Nobody from the Lexus team gathered to unveil it denies that there's more power coming later, but 2.0 litres is clearly a good place to start if you want the best slice of that 'compact-premium' market. Nor is six cylinders too shabby an idea. This engine gives 155bhp, enough for a claimed 215kph and a 9.6sec 0-100kph time, which is just about acceptable for a 2.0, although Alfa's four-pot is notably quicker on the standing-start uptake. A variable inlet cam drive helps clean the exhaust and boost torque, but the best torque peak is nevertheless at 4400 rpm and the power peak at 6200: you get the impression this engine is meant to be revved, taking full advantage of those six close-stacked gear ratios. There's an optional automatic transmission, but it does with just the four ratios.
The engine's mass is centred behind the front axle-line, and overall weight distribution is an even 52:48 front:rear. The all-wishbone suspension system certainly sounds like a good basis for predictable handling, and it's mounted on subframes for a quiet ride.
Katayama's team has completely re-tuned the suspension for Europe, Singapore drivers will get the same set-up as Japan. There's traction control (switchable so as not to rule out Katayama style tail-out entertainment) but none of the ESP-type stability control that's fitted to bigger Lexus cars. Big brakes are made possible by the fitment of 16-inch wheels as the smallest size; 17-inch will be an option though. If the car was tuned for those rims, it should serve up heaps of grip without the harshness and tramlining you'd get if you added them as accessories. Besides, they look business, giving the IS200 a massive dose of chin-out confidence.
Ryouji Okazaki, chief designer, claims that the IS200 didn't originate from a product-planning department brief, but from a group of designers and engineers back-of-an-enveloping the sort of car that would fit their sporting wants with their four-door needs, which explains the short overhangs but accomodating wheelbase.
Jewellery figures large: the front double-lights have visual depth, the grille is a tight mesh, and at the rear, the round lights sit in a chromed plinth behind clear covers.
But it's the cabin where the IS200 really strikes the individual note its designers claim for it. The dial stack purloins an idea - a highly fashionable one - from the watch world. Three subsidary round dials, for volts, temperature, and fuel economy, sit within the speedo's face. To the left of it and slightly siamesed is the rev-counter, and to the right a fuel guage. It's a compact layout, well up in your field of view and easily visible behind the hand-friendly contoured steering wheel.
Okazaki says they did consider compacting the layout even more by making the speedo and rev-counter concentric, but, 'we moved to the present appearance to enhance visibility'. Classic understatement: if they'd stuck to the earlier sketch it would have been completely bewildering.

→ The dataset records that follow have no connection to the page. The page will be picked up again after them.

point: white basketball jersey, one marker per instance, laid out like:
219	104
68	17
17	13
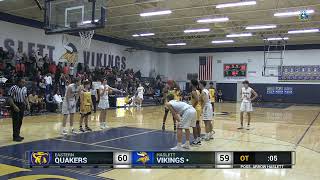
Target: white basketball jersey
105	94
74	90
206	96
140	90
246	94
179	106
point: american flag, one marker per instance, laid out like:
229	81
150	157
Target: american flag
205	67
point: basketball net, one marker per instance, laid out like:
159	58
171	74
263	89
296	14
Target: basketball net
86	37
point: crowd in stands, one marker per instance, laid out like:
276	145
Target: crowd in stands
47	80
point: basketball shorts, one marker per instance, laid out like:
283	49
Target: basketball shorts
103	104
207	112
71	109
246	107
198	113
188	119
140	96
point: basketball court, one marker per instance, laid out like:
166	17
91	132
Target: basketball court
274	130
213	41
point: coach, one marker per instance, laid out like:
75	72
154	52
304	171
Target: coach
18	102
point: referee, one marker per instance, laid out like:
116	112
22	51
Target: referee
18	102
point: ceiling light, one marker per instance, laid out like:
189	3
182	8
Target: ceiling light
147	34
262	26
239	35
243	3
156	13
87	22
143	34
177	44
196	30
222	41
276	39
210	20
293	13
303	31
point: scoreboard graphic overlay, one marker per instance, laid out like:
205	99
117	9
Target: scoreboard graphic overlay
162	159
235	70
299	73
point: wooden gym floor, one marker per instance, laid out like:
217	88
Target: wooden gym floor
290	128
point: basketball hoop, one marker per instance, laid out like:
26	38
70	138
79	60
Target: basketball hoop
86	37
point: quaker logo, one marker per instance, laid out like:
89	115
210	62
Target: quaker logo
103	60
71	54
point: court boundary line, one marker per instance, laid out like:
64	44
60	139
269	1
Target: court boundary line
63	169
122	137
306	131
77	142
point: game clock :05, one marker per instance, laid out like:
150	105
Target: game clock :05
235	70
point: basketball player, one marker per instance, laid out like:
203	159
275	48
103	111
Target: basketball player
104	101
246	105
176	91
195	98
69	104
86	106
185	115
207	112
168	89
140	91
212	92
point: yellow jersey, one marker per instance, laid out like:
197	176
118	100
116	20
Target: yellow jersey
127	99
85	106
212	93
177	95
198	106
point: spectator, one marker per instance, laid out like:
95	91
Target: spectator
50	102
71	70
58	99
66	69
62	84
18	56
40	64
48	82
34	102
220	96
42	86
42	104
52	68
2	53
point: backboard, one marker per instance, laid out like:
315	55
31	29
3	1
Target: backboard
70	16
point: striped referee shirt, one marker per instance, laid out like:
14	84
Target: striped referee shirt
18	94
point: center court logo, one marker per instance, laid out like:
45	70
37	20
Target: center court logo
40	158
143	157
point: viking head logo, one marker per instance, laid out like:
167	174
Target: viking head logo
71	54
144	158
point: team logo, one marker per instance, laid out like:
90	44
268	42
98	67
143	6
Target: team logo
40	158
71	54
143	157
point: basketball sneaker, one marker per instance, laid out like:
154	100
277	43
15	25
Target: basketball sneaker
163	127
73	131
64	131
196	142
177	148
88	129
211	134
81	129
186	146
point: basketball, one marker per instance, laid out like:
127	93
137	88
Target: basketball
119	89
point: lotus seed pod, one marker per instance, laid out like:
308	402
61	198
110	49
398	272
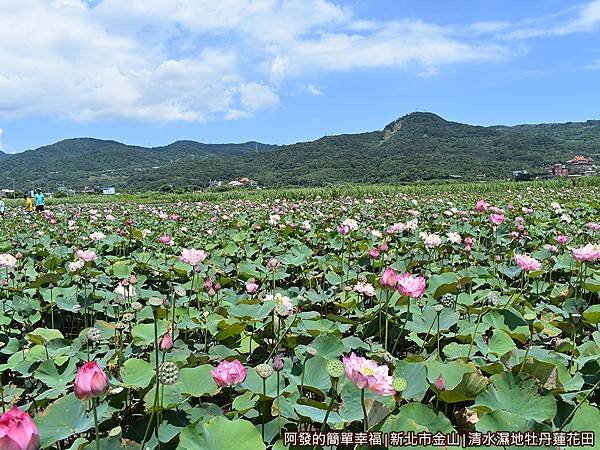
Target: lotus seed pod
168	373
335	368
311	350
388	358
94	335
264	370
281	310
137	306
155	302
399	384
447	300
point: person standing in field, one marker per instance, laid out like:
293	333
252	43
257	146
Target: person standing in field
39	200
28	204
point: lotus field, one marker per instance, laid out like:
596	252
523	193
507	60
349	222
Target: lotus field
283	323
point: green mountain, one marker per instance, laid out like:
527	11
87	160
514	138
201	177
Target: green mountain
418	146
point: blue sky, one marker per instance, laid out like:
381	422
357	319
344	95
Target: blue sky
149	72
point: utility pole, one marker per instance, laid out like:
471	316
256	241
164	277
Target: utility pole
13	180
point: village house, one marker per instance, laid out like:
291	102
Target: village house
581	165
578	166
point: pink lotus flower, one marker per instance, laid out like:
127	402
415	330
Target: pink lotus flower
373	253
192	256
86	255
497	219
18	431
366	374
589	253
343	229
166	239
481	205
411	286
229	373
526	262
388	279
440	383
166	343
7	261
91	381
251	286
594	226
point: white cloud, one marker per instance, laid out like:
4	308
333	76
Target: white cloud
197	60
255	96
579	19
313	90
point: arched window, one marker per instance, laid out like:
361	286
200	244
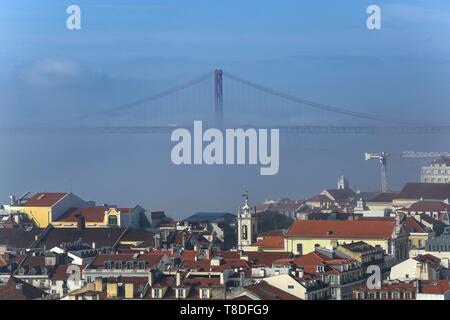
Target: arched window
244	232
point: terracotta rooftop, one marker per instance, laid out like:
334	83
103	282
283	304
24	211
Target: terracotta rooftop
16	289
93	214
430	191
434	287
342	229
271	242
265	291
383	197
428	206
45	199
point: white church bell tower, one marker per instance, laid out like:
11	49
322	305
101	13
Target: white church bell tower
246	226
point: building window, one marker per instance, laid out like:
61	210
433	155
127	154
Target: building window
205	293
300	248
244	232
112	220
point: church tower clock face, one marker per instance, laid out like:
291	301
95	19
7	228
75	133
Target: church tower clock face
246	225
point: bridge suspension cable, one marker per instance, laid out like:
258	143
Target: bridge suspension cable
322	106
141	101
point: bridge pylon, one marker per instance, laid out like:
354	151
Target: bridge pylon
218	97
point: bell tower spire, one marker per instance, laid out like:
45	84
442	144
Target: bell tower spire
246	225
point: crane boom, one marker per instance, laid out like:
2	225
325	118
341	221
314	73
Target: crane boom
382	158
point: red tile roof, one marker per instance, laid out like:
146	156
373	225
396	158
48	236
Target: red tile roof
376	228
310	261
94	214
428	206
398	286
383	197
151	259
16	289
414	226
265	259
434	287
271	242
61	272
45	199
265	291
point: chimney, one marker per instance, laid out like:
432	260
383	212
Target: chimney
129	291
300	272
111	289
81	224
151	277
98	284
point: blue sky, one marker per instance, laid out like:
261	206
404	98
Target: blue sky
318	50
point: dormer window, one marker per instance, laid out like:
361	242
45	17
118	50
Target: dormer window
180	293
112	221
204	293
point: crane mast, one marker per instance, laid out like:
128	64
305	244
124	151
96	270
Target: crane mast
382	158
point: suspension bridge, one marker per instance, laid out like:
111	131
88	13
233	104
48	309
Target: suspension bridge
221	99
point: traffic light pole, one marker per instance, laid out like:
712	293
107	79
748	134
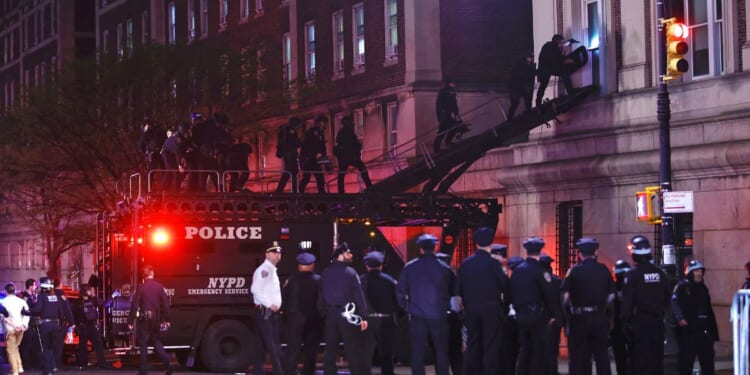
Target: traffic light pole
663	114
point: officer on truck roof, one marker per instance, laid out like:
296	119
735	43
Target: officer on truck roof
266	291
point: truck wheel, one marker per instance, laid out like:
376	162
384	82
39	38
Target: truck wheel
227	347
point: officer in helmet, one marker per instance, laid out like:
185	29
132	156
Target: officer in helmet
696	328
49	309
533	298
621	346
588	292
645	298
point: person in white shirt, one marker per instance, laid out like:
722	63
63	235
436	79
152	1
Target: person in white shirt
266	290
15	324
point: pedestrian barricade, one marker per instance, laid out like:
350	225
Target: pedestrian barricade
740	318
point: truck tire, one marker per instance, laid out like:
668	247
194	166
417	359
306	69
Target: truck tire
227	347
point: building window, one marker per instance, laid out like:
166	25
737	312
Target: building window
172	23
569	230
705	19
120	51
244	8
310	50
145	28
286	57
192	26
391	29
392	126
338	42
358	34
129	36
105	41
223	13
204	17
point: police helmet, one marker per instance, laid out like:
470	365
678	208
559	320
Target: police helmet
45	282
587	245
639	245
427	242
533	245
621	266
694	265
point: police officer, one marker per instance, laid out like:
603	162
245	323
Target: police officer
481	284
266	291
510	345
346	313
455	326
533	298
348	150
425	287
303	320
380	293
30	357
696	328
50	312
588	292
313	148
151	307
617	338
552	347
86	313
151	143
62	329
645	298
287	144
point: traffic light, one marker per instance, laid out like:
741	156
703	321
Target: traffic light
647	205
677	47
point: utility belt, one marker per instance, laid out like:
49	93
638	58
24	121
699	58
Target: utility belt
379	315
580	310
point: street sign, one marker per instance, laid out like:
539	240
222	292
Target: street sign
678	202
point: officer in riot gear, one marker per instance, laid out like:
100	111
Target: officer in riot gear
425	287
481	285
150	308
343	303
645	298
696	328
303	320
348	150
86	313
588	292
50	312
380	292
313	149
533	298
151	143
552	339
287	144
621	346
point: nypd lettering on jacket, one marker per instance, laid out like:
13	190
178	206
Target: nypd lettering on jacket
224	233
651	277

Elsewhere, the cabin is jazzed up by the use of metal, which is effective, and metal-look plastics, and tacky to touch. The gearknob is immensely businesslike cold metal, and operates a deliciously precise, short-throw shift. The climate control and bespoke stereo that occupy the centre console have an upfront design and couldn't be nore intuitive to use. Front and rear room is impressive for the class, and the seat cosset and grip you, with a good Recaro-like sporting contour. They're available in 'sports' fabric (hmmm.... harsh and synthetic) or leather with Alcantara. The pedals, and a left-foot brace, are drilled aluminium in an optional sports package. which also provides a Torsen limited-slip differential on the manual version, twin-tube dampers and stiffer anti-roll bars.
But elements of the cabin design try too hard: there's a cog-like bezel inside the speedo numbers which look fussy and cheap; the speaker grilles are like something out of a decade - old cheap Hi-Fi system.
We waited anxiously to see if it will cost about as much as obvious rivals, if so it should because of the full spec: the hugh wheels and climate control are standard, and so is a CD changer which swallows six discs one-by-one into the dash slot. It saves you furtling in the boot, but only with the Japanese would you trust your precious music to reappear after use from the bowels of the console. Even the navigation system - easier to use than most and including a nifty colour screen that pops up from the dashtop - could well be thron in.
Given that Singapore both the best market for Lexus in Europe, and a place where the 'prestige' saloon market is most clearly demarcated from the unfortunate mass-market horde, we're likely to see a lot of IS200s on our streets. If it lives up to its on-paper promise, it should shake the class up very nicely indeed.